Więcej zabawy miałam z kamizelką... piszę zabawy, bo faktycznie takie szycie stroju sprawia mi dużą radość. Nie miałam za dużo czasu na wypatrzenie odpowiedniej kamizelki. Udało mi się kupić marynarkę w mniej więcej odpowiednim kolorze i rozmiarze w SH. Odprułam rękawy, kołnierz i podszewkę. Pogłębiłam podkrój pach. Celowo nie wykańczałam lamówką brzegów, żeby nadać kamizelce trochę "dzikości", zresztą przebranie nie powinno być zbyt idealnie odszyte :) Wiem, że moje koleżanki taka nonszalancka postawa może trochę bulwersować.. ale mówiąc szczerze to tylko przebranie na jeden wieczór i najważniejsze żeby z zewnątrz dobre wyglądało :) co innego gdyby taki strój miał być wiele razy używany, albo gdybym miała go sprzedać... ale wracając do tematu... zrobiłam coś w rodzaju szamerunku na kamizelce. Miałam resztkę brązowo - złotej satyny, pocięłam ją na paski szerokości ok 2,5 cm. Zszyłam ruloniki i przyszyłam do kamizelki, celowo nie zrobiłam zapięcia, bo po pierwsze marynarka była trochę za ciasna, a po drugie kapitan miał ją zwykle rozpiętą. Kapitan miał perukę o której pisałam w poprzednim poście.
Za koszule zapłaciłam razem 9 zł, marynarka niestety 18zł (nie mogłam czekać do następnego dnia kiedy jest o połowę taniej, bo po prostu nie dążyłabym uszyć stroju) trochę różnych resztek materiałów: sukna i płótna, które miałam w szafie. Do tego sporo czasu, który jest co prawda bezcenny, ale tworzenie i wymyślanie stroju sprawia mi tak dużą radość, więc chyba powinnam za to dopłacać :)
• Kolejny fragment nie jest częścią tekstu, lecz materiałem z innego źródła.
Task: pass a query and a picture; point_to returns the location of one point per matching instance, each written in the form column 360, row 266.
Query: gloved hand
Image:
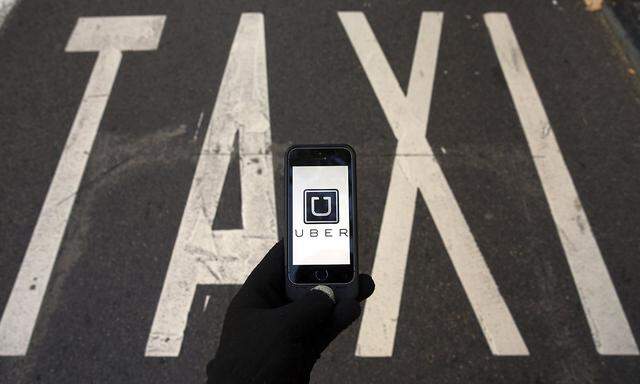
column 266, row 338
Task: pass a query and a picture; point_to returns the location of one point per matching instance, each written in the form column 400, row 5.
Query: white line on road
column 408, row 117
column 203, row 256
column 109, row 36
column 609, row 327
column 5, row 8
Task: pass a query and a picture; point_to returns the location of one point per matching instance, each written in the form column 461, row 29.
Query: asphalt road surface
column 141, row 179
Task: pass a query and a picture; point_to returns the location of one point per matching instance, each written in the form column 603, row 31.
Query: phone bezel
column 312, row 155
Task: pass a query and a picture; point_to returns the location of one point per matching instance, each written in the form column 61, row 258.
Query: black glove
column 266, row 338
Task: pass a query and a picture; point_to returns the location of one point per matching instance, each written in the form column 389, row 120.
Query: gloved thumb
column 306, row 314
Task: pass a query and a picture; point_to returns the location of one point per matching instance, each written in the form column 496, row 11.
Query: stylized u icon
column 313, row 206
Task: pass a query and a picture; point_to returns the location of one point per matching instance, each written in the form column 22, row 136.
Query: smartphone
column 320, row 199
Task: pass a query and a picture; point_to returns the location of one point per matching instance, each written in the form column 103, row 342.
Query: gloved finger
column 264, row 288
column 306, row 314
column 344, row 314
column 283, row 365
column 366, row 286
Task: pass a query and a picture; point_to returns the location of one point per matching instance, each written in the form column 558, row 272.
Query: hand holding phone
column 268, row 338
column 320, row 201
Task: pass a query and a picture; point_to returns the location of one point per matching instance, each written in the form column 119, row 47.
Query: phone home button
column 321, row 274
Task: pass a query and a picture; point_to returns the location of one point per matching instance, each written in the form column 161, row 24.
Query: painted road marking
column 5, row 8
column 609, row 327
column 108, row 36
column 203, row 256
column 415, row 168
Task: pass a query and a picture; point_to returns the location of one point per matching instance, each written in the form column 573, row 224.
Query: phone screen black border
column 312, row 155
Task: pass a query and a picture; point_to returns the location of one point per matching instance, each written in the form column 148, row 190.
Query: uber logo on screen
column 320, row 206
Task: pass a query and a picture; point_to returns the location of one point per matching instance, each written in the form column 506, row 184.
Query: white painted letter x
column 415, row 168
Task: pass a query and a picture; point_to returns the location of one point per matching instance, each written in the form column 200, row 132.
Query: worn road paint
column 5, row 8
column 609, row 327
column 109, row 36
column 203, row 256
column 415, row 168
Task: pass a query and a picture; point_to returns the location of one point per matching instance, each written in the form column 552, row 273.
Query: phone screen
column 321, row 218
column 320, row 215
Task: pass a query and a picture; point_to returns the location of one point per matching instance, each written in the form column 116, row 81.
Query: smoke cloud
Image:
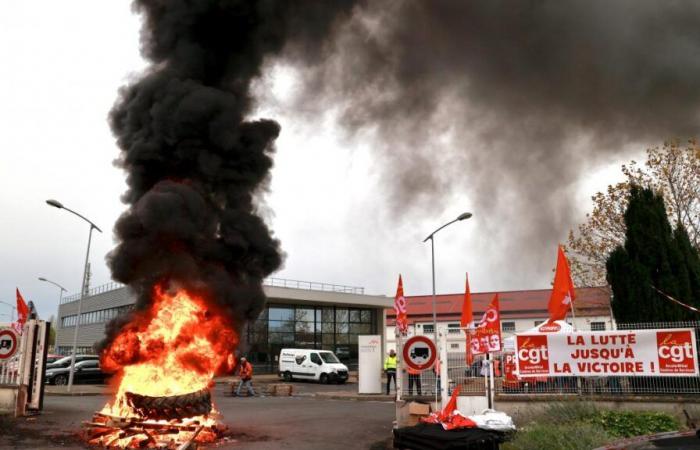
column 505, row 106
column 194, row 162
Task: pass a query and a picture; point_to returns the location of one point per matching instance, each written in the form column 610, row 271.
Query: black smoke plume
column 194, row 161
column 504, row 106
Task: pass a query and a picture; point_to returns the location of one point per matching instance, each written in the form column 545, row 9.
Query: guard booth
column 22, row 367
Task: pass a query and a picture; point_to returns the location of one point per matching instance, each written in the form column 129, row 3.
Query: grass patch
column 572, row 436
column 582, row 426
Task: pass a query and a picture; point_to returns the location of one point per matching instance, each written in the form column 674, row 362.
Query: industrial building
column 298, row 314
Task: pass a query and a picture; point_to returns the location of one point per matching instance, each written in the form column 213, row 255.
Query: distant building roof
column 590, row 301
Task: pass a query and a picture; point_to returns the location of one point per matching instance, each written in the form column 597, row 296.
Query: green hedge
column 632, row 423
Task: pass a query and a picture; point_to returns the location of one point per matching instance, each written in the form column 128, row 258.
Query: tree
column 654, row 258
column 673, row 171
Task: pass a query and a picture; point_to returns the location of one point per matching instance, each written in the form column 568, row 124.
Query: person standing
column 246, row 373
column 390, row 370
column 414, row 378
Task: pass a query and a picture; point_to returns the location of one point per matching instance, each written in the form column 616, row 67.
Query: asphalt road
column 299, row 422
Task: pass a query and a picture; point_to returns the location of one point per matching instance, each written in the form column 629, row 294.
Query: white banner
column 669, row 353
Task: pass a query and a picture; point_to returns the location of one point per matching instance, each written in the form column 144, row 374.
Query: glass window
column 508, row 326
column 341, row 315
column 304, row 327
column 366, row 315
column 281, row 326
column 305, row 314
column 328, row 315
column 360, row 328
column 277, row 313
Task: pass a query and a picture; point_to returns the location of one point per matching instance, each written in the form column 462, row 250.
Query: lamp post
column 59, row 205
column 12, row 317
column 463, row 216
column 60, row 298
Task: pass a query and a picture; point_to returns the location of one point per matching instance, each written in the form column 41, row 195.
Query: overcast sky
column 61, row 66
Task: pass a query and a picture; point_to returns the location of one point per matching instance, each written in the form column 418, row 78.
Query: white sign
column 608, row 353
column 369, row 373
column 8, row 343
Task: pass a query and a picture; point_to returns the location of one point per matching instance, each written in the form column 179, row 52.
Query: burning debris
column 191, row 245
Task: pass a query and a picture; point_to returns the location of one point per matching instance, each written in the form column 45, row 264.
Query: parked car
column 65, row 361
column 87, row 371
column 307, row 364
column 50, row 359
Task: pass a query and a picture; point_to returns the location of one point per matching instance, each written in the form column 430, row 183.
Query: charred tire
column 172, row 407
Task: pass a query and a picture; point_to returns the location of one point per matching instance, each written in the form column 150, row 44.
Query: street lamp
column 60, row 298
column 59, row 205
column 13, row 309
column 463, row 216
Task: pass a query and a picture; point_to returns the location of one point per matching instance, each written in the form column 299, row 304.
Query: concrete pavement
column 299, row 422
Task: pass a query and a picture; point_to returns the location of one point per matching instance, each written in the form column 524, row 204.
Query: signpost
column 419, row 352
column 8, row 343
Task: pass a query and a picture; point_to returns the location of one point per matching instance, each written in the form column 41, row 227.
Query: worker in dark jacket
column 246, row 373
column 390, row 370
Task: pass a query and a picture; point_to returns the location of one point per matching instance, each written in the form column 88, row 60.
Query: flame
column 175, row 347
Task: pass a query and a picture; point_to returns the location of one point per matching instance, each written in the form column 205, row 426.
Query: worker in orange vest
column 414, row 378
column 246, row 373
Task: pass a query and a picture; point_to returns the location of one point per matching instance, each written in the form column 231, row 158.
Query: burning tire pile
column 173, row 422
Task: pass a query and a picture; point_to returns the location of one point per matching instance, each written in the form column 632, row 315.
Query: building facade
column 520, row 311
column 298, row 314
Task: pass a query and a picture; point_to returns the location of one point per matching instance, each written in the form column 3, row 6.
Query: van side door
column 316, row 364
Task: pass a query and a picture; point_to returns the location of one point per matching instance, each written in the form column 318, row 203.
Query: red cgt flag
column 467, row 320
column 400, row 309
column 563, row 293
column 22, row 311
column 487, row 336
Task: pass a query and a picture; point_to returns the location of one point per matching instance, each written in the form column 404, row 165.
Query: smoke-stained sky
column 415, row 112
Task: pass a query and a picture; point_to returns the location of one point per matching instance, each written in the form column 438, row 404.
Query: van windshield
column 329, row 358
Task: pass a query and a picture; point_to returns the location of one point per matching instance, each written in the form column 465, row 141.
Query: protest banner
column 670, row 352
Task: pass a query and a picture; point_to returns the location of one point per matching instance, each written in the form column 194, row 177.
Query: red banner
column 401, row 308
column 487, row 336
column 605, row 353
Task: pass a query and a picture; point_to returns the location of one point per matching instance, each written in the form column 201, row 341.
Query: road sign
column 8, row 343
column 419, row 352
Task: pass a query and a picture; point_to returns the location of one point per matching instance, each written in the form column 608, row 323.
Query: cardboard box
column 418, row 409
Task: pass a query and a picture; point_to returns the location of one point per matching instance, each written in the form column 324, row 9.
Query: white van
column 308, row 364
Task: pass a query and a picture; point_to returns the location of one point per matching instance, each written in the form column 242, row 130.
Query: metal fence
column 471, row 378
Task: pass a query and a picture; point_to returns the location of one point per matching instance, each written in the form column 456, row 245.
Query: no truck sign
column 419, row 352
column 8, row 343
column 613, row 353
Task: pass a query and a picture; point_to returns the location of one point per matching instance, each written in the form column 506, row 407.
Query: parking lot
column 303, row 421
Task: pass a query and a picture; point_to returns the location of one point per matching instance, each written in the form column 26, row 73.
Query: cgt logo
column 533, row 355
column 676, row 351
Na koniec powiem tylko, że impreza była udana. Nasz strój się spodobał, bo kilka osób prosiło o zdjęcie z nami ... hm hm mam tylko nadzieję że nie robiliśmy za coś w rodzaju niedźwiedzi na Krupówkach :)
Pozdrawiam serdecznie wszystkich zaglądaczy, czytaczy i gżdaczy :)
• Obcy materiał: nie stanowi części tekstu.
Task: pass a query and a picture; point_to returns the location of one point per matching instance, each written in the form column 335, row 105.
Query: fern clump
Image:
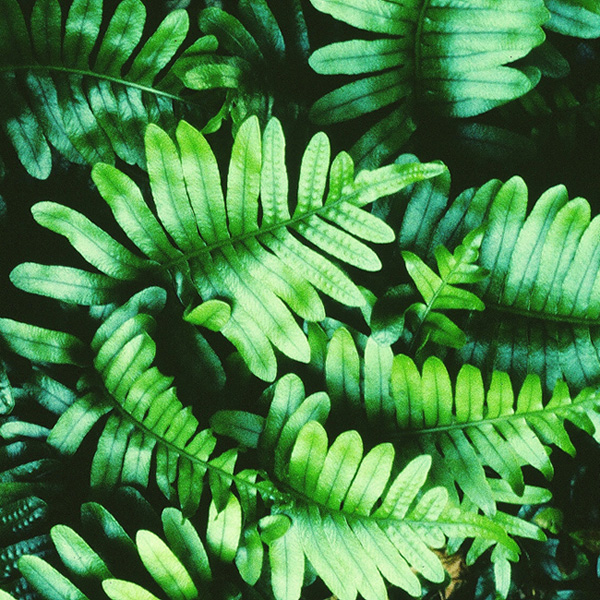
column 437, row 56
column 274, row 369
column 86, row 94
column 222, row 250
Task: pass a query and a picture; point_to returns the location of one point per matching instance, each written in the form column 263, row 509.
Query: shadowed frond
column 579, row 18
column 263, row 48
column 442, row 56
column 542, row 293
column 396, row 316
column 251, row 246
column 352, row 516
column 468, row 428
column 88, row 94
column 178, row 566
column 145, row 417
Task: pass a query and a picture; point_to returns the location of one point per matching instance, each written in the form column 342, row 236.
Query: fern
column 465, row 426
column 221, row 250
column 88, row 95
column 436, row 55
column 350, row 517
column 425, row 321
column 320, row 490
column 541, row 315
column 579, row 18
column 179, row 567
column 146, row 416
column 253, row 63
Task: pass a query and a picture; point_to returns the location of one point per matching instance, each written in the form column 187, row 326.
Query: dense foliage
column 326, row 320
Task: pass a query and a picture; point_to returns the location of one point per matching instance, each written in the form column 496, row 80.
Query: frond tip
column 449, row 57
column 85, row 91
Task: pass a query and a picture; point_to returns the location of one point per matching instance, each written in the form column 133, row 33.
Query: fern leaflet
column 59, row 92
column 221, row 249
column 445, row 56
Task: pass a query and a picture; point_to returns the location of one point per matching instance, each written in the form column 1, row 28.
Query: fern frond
column 145, row 416
column 446, row 57
column 579, row 18
column 254, row 62
column 355, row 521
column 466, row 427
column 87, row 94
column 423, row 322
column 220, row 247
column 541, row 295
column 178, row 566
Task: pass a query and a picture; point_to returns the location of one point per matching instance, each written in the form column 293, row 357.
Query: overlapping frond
column 467, row 427
column 417, row 323
column 88, row 94
column 356, row 520
column 251, row 246
column 179, row 566
column 145, row 417
column 542, row 293
column 437, row 55
column 255, row 63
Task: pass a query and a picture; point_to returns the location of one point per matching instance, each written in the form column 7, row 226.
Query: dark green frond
column 423, row 322
column 262, row 49
column 579, row 18
column 466, row 426
column 541, row 295
column 438, row 56
column 357, row 520
column 214, row 241
column 87, row 94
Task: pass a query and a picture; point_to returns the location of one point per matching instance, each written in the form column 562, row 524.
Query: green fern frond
column 22, row 525
column 146, row 418
column 445, row 57
column 466, row 427
column 253, row 62
column 351, row 517
column 221, row 248
column 579, row 18
column 420, row 323
column 179, row 566
column 86, row 94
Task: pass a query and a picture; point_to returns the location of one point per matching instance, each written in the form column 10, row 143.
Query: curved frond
column 250, row 246
column 422, row 322
column 467, row 427
column 357, row 520
column 579, row 18
column 444, row 56
column 87, row 94
column 178, row 566
column 262, row 49
column 542, row 292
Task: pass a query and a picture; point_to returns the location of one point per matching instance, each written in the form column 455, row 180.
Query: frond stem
column 542, row 316
column 591, row 398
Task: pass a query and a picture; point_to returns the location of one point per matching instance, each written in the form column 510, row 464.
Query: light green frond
column 541, row 294
column 579, row 18
column 395, row 316
column 179, row 566
column 441, row 55
column 246, row 246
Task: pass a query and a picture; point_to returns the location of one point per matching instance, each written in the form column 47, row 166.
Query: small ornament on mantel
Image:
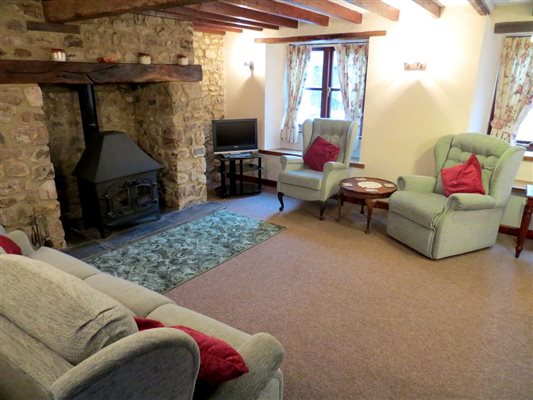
column 144, row 58
column 183, row 59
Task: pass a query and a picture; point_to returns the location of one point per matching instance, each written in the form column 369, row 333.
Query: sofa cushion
column 60, row 310
column 320, row 152
column 421, row 207
column 306, row 177
column 463, row 178
column 219, row 362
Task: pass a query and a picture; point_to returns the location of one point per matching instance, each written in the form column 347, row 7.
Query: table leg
column 340, row 203
column 526, row 219
column 370, row 206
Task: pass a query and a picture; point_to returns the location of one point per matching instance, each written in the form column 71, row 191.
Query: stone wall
column 209, row 52
column 27, row 187
column 170, row 121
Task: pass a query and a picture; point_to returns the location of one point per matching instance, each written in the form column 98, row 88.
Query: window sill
column 291, row 152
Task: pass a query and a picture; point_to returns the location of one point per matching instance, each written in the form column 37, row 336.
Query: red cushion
column 320, row 152
column 463, row 178
column 219, row 362
column 9, row 246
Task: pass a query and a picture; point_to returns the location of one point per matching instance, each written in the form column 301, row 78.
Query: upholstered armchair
column 298, row 180
column 423, row 218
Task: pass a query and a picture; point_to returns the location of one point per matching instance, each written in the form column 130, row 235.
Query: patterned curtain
column 298, row 58
column 514, row 93
column 352, row 58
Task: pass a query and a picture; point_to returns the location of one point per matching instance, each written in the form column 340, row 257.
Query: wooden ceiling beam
column 216, row 28
column 218, row 17
column 283, row 10
column 378, row 7
column 321, row 38
column 179, row 17
column 77, row 10
column 245, row 13
column 332, row 9
column 481, row 6
column 430, row 5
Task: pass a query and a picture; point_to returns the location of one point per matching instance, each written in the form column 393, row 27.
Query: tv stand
column 232, row 168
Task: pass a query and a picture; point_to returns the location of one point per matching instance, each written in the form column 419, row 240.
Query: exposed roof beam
column 179, row 17
column 483, row 7
column 245, row 13
column 76, row 10
column 430, row 5
column 378, row 7
column 324, row 37
column 208, row 27
column 332, row 9
column 283, row 10
column 217, row 17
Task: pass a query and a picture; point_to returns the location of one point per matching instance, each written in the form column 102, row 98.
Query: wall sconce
column 250, row 64
column 416, row 66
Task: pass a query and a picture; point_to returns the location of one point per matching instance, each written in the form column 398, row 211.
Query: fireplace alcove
column 157, row 107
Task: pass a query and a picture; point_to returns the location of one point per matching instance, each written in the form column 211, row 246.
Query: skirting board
column 508, row 230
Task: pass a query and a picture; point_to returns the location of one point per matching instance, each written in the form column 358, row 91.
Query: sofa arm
column 417, row 183
column 22, row 240
column 291, row 162
column 263, row 355
column 470, row 201
column 157, row 364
P.S.Czy ktoś jeszcze pamięta co to były gżdacze? a w zasadzie Gżdacze?
Stroje doskonałe!!!
OdpowiedzUsuńhmm czyżby doskonale pasujące do charakteru :))))
UsuńPodziwiam - tak znakomite, jak pracowite, albo odwrotnie - jedno jest pewne prezentują się piracko!
OdpowiedzUsuńZazdroszczę wystrzałowej zabawy (tej z szykowaniem stroju i tej z wystąpieniem w nim)
Zabawa była przednia i przed i w trakcie i po :) bo wyjazd był połączony z małą wycieczką po górach, ach jakie ładne widoki były...zaśnieżone choinki i stoki .. i nawet słońce nam zaświeciło.